GrantInjection targetMechanism
githubapi.github.com, github.comAuthorization header
anthropicapi.anthropic.comAuthorization header (OAuth) or x-api-key header
openaiapi.openai.com, chatgpt.com, *.openai.comAuthorization header
npmPer-registry (e.g., registry.npmjs.org)Authorization header
aws*.amazonaws.comcredential_process via AWS SDK
ssh:<host>The specified host onlySSH agent proxy
mcp-<name>Host from MCP server url fieldCustom header injection

Grants are configured via the --grant CLI flag or the grants: field in agent.yaml. Credentials from CLI flags are merged with those in agent.yaml. See the Grants reference for syntax details and per-provider setup instructions.

Credential storage

Credentials are stored in ~/.moat/credentials/, encrypted with AES-256-GCM. The encryption key is stored in your system’s keychain:

PlatformKeychain
macOSKeychain (via Security framework)
LinuxSecret Service (GNOME Keyring / KWallet)
WindowsCredential Manager

If no system keychain is available (headless servers, CI environments), Moat falls back to file-based key storage at ~/.moat/encryption.key with restricted permissions (0600).

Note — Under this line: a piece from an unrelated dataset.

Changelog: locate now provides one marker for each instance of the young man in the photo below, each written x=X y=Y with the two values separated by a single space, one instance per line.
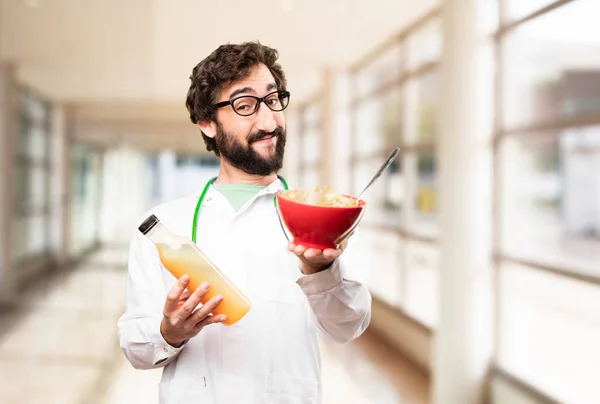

The moat revoke command deletes a stored credential file. Future runs cannot use the credential until you grant it again.

Secrets as environment variables

Some services require credentials as environment variables rather than HTTP headers. For these cases, Moat can pull secrets from external backends (such as 1Password or AWS SSM) and inject them into the container environment. Unlike grants, secrets are visible to all processes in the container via environment variables. Use grants when possible; use secrets for services that don’t support header-based authentication.

See Secrets Management for detailed setup instructions.

Security properties

What credential injection protects against:

  • Credential exposure via environment variable logging
  • Credential theft by dumping process environment
  • Accidental credential leakage in agent output

What it does not protect against:

  • A malicious agent that intercepts its own network traffic before the proxy
  • Container escape exploits
  • Credential theft if an attacker has root access to your host machine

The credential injection model assumes the agent is semi-trusted code that should not have direct credential access, but is not actively malicious and attempting to escape the sandbox.

For a full discussion of Moat’s threat model and trust boundaries, see Security model.